Instituto Português da ualidade

PROCEDIMENTOS QUE SALVAM VIDAS! Brincar e nadar em segurança é uma brochura desenvolvida pela Direção-Geral do Consumidor, com o apoio do Instituto Português da Qualidade e da Associação para a Promoção da Segurança Infantil. Aos pais, educadores e operadores económicos recomenda-se a leitura e a partilha desta informação.

A chegada do verão e das temperaturas altas convidam à brincadeira na água. Esta atividade para além de proporcionar momentos de convívio e descontração ajuda à promoção da atividade física, fator relevante na saúde e bem-estar.
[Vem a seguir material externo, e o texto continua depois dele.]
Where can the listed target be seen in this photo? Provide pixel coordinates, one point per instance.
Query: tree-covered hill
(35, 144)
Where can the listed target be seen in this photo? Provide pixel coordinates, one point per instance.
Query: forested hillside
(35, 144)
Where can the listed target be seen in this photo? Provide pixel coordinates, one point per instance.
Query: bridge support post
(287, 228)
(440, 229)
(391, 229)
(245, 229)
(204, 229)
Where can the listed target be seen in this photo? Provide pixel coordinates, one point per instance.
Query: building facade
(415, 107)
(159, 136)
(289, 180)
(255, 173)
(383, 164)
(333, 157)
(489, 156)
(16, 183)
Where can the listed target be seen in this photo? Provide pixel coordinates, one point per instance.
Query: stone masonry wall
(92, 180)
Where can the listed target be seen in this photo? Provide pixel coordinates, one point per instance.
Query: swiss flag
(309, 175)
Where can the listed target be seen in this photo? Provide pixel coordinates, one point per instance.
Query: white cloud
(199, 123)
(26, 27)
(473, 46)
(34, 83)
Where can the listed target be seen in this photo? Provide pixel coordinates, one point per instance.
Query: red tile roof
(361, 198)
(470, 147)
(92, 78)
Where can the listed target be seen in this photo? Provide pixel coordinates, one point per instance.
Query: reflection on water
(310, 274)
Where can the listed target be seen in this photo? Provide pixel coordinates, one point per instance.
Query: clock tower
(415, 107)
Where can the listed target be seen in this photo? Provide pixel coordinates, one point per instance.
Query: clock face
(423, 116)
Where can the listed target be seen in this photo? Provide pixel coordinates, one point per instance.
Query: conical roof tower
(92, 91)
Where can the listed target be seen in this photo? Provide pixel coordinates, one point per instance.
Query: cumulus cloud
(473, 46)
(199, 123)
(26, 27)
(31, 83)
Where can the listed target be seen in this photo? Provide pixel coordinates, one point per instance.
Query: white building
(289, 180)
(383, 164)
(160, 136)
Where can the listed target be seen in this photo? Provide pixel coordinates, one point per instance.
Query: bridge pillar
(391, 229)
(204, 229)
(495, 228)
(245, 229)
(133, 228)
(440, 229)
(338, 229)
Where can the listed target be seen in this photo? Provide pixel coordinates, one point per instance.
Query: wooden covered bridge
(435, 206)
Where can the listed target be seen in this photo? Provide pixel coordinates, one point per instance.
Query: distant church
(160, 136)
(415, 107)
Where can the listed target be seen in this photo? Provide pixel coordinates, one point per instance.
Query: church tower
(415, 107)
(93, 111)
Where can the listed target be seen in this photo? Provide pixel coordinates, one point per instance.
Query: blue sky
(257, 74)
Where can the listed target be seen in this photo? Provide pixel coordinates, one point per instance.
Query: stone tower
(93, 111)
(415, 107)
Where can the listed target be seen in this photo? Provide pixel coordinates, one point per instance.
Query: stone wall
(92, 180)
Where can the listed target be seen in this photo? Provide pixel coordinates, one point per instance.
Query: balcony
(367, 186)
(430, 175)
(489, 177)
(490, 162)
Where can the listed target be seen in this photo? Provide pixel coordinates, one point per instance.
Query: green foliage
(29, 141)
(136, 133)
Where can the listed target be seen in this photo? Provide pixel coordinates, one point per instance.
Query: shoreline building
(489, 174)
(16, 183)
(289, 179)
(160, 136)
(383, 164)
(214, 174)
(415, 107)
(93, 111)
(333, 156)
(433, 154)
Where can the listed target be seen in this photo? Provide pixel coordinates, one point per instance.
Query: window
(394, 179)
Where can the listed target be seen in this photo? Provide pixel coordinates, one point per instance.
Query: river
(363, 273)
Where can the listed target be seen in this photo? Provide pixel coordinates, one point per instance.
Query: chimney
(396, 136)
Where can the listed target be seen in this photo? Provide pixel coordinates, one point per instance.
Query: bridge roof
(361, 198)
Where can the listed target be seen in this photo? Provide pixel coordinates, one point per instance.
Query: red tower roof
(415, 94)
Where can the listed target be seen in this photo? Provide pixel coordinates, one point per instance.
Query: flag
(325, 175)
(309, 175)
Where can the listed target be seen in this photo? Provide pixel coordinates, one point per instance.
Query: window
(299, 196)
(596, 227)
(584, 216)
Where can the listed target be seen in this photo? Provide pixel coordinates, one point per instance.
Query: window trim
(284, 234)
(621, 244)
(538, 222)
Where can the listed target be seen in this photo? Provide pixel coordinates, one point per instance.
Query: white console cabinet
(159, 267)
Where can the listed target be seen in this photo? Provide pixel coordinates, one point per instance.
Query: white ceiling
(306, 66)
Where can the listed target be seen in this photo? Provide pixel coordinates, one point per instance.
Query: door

Para que as crianças brinquem em segurança, a Direção-Geral do Consumidor (DGC), enquanto entidade pública que tem por missão a defesa dos direitos dos consumidores, alerta PAIS e EDUCADORES para a necessidade de adoção de procedimentos e comportamentos que ajudam a reduzir o risco de afogamento.

Para uma segurança eficaz, as piscinas devem ter uma barreira física de acordo com as normas em vigor, que separe a piscina da casa e/ou do jardim, como por exemplo uma vedação. A vedação deve: ser suficientemente alta e não possuir aberturas ou elementos que permitam que a criança trepe, passe por cima, por baixo ou através dela. possuir cancela com abertura para o exterior e fecho que tranque automaticamente sempre que alguém a utilize. O fecho deve estar colocado fora do alcance das crianças; permitir que se veja a piscina do exterior. Sabia que existe uma NORMA PORTUGUESA que estabelece os requisitos de segurança de vedações e acessos? (consulte a pág. 7) No espaço das piscinas deve existir equipamento de salvamento (boia ou vara) e um telefone acessível. Os produtos de tratamento da água devem estar armazenados em local próprio para o efeito, fechado e fora do alcance das crianças. A DGC avisa: Nenhum equipamento de segurança substitui a vigilância permanente e efetiva de um adulto!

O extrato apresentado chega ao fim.